# What is this quilt pattern called? Picture heavy



## grannygardner (May 4, 2005)

I bought this full size quilt at Goodwill today and am wondering what the pattern is called.


----------



## tallpines (Apr 9, 2003)

I don't know the name of the pattern but I'm thinking it looks very much like one I bought from Penney's about 15 years ago.

It was one of those special sales where you could buy any size you needed for $29.99.


----------



## DW (May 10, 2002)

looks like ohio star but not sure.


----------



## sewing nana (Oct 18, 2002)

DW said:


> looks like ohio star but not sure.


 Thats what I think. No sure of one. enjoy...


----------



## grannygardner (May 4, 2005)

Thanks for the replies. I'm going to check some quilt pattern sites to see if I can find it. I'd like to try a lap quilt in that pattern. 

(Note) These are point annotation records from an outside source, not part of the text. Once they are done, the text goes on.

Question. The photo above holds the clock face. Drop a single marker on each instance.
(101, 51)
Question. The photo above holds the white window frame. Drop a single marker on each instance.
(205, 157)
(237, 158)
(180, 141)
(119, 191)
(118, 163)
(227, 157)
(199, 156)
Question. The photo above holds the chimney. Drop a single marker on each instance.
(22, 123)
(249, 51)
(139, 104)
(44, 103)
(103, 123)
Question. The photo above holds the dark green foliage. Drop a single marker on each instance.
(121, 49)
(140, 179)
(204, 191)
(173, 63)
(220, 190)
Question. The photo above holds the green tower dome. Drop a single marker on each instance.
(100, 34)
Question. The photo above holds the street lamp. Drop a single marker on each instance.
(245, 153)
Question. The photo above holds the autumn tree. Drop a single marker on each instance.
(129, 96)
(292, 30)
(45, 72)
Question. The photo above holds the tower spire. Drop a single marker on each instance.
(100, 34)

The quilt is hand quilted, still has lots of loft and in perfect shape. With a $4.99 price tag I couldn't pass it up. With my 30% senior discount off the $4.99 I was even happier.


----------



## Delrio (Mar 11, 2007)

What a great deal granny and a beautiful quilt too!


----------



## Calico Katie (Sep 12, 2003)

Congratulations on a real find! It looks like a variation of a couple of different patterns. You might browse through this block library and see if you find something similar. The star pattern is a simple Lemoyne Star or 8 Point Star.

http://www.quiltblocklibrary.com/search.php


----------



## BusyBees2 (Dec 10, 2004)

The second one is a Lemoyne Star.

I'm not sure of the first.


----------



## grannygardner (May 4, 2005)

Thanks for the link Calico Katie. I love the star pattern but there are sure a lot of little triangles in it. 

I washed the quilt this morning and it is so pretty. It feels as if the batting is good quality batting. Now I'll be looking for some trim to put on a couple of pillow cases to go with the quilt. I don't use shams so much, just pretty pillow cases on the extra pillows on the bed.


----------